This is a great exercise, Mike, thanks for putting it together. I'll be looking at my photographs with different eyes next go around.

Ah, the "it's photoshoped" cynics picking on a picture from a Leica film camera. It calls to mind this comic


It's good to have a hobby. :-)


for me, there's an instructive lesson in cropping in the steam train picture. Mt eye is magnetically drawn to the area of tarmac on the lower right, and try as I might, and liking the rest of the picture, that (to me) glaring dissonance from the rest of the picture dropped it to 19th on my mental list (20th was the reclining girl who seems to have drawn lots of last minute votes - not my scene at all). If the steam train picture was cropped to exclude the tarmac, it would have been 2nd or 3rd on my list.

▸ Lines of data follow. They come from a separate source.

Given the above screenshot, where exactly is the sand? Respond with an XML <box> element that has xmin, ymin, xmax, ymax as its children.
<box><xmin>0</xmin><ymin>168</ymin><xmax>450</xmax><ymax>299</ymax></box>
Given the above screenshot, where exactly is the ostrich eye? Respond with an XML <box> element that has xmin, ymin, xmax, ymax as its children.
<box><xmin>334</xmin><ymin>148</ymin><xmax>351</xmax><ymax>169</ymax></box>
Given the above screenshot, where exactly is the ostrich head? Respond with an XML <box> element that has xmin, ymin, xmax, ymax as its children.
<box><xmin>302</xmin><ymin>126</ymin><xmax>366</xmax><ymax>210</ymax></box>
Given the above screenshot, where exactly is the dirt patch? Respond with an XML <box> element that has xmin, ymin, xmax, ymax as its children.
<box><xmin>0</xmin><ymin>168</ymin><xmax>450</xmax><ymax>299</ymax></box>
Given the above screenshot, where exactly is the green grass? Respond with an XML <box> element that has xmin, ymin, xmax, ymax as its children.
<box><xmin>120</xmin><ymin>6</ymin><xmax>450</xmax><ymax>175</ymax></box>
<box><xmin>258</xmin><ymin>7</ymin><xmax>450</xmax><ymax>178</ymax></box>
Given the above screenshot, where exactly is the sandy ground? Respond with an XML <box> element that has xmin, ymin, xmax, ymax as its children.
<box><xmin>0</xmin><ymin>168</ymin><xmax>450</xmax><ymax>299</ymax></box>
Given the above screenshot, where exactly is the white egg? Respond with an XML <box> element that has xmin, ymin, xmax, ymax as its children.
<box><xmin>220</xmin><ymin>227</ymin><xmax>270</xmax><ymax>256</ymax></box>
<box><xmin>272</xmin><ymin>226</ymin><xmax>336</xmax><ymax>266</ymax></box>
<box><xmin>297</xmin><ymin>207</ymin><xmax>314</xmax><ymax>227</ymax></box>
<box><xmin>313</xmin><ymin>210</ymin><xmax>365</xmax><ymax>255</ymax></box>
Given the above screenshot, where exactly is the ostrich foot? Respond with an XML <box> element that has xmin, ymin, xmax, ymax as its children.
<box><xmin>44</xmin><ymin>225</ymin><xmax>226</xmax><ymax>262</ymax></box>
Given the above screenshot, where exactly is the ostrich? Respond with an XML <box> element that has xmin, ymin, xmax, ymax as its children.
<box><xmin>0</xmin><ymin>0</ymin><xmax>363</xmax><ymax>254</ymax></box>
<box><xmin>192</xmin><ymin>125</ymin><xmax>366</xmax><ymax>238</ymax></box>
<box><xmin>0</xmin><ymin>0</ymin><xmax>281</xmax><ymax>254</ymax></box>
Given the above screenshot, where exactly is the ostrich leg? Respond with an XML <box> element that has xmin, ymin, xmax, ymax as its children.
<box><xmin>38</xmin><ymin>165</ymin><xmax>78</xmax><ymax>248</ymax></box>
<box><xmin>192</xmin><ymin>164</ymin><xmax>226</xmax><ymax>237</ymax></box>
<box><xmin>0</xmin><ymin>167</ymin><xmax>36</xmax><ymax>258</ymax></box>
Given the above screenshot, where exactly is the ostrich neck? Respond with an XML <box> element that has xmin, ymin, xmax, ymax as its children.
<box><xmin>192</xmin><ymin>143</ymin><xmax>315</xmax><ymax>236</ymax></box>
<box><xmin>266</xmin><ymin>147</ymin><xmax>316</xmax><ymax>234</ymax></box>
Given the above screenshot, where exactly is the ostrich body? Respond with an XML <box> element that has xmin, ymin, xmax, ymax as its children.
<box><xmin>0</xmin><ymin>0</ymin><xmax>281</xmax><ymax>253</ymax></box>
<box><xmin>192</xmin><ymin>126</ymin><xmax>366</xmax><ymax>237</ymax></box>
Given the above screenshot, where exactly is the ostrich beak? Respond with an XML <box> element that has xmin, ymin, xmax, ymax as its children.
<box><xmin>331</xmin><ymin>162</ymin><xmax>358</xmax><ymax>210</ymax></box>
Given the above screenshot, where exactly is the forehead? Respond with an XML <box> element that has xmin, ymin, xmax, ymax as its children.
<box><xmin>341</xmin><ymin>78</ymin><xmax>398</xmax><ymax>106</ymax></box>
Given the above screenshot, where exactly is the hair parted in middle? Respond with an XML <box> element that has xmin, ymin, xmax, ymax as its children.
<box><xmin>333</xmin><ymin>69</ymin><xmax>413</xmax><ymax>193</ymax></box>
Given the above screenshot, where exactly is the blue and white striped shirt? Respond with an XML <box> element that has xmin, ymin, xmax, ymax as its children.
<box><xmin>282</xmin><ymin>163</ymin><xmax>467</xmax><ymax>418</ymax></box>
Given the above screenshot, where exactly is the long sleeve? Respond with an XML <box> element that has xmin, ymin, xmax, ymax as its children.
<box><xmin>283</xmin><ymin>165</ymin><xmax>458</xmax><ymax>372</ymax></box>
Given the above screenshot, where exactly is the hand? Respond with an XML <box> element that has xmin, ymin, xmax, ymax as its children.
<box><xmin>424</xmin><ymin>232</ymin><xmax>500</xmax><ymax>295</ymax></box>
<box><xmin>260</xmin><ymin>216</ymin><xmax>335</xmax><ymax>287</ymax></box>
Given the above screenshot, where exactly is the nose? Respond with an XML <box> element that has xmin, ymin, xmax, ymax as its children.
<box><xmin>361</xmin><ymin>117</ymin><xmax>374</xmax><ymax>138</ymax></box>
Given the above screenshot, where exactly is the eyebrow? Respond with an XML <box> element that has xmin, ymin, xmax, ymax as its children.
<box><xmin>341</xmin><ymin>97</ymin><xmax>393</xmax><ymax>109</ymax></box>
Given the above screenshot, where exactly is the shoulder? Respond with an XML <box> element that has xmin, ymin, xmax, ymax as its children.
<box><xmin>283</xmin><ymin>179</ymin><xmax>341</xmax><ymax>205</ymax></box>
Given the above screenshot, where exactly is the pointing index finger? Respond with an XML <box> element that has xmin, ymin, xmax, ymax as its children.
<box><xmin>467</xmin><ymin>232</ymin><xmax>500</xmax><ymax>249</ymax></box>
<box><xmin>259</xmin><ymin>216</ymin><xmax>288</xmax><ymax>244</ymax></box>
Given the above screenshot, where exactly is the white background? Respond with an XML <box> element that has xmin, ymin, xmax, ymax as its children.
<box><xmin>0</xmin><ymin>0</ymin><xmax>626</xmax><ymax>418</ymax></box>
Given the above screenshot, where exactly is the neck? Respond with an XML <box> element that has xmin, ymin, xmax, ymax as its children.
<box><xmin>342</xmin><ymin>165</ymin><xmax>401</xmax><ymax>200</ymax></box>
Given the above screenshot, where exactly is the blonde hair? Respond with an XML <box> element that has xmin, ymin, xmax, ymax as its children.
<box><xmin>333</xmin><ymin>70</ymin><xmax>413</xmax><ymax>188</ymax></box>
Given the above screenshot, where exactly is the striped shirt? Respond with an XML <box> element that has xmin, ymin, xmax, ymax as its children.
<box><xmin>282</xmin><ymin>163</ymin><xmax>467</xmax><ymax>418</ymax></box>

I mentioned before a "digital print sale", which was clearly a wacky idea as no one made any counter-comment. But if you'd like to act as Howard Cubell's agent for a $10 commission, I'll gladly pay him $25 for a high res version of his image (107) and permission to use it as my desktop background. I know there's all sorts of difficulties with control of digital versions, but my desktop and screen saver is how I display my favourite images. I don't have photographs on the walls of the house, only paintings.

Mike, and Howard Cubell,

I've just realised my language in my earlier post could be construed as somehow dictatorial and imposing of a "worth no more than" limit. Please forgive me if that was the impression.

Howard's picture to me is some visual poetry. I'm not a rich man, and my offer of $25 for the right to put it on my desktop is about as much as I can afford. It may very well be that Howard's art is worth considerably more than that, and if so, my apologies for appearing to undervalue it.

I'm very pleased with the finalists. I'd happily hang any and all of these photos on my wall, if only I could afford to. Leigh Perry's photo didn't strike me at first, but after visiting his website and contrasting "Car park wall and floor" with his seascapes, the photo has gained more meaning for me. Also, as G. Carvajal pointed out, Perry's Vision #P854 is gorgeous, and would be very suitable for this contest.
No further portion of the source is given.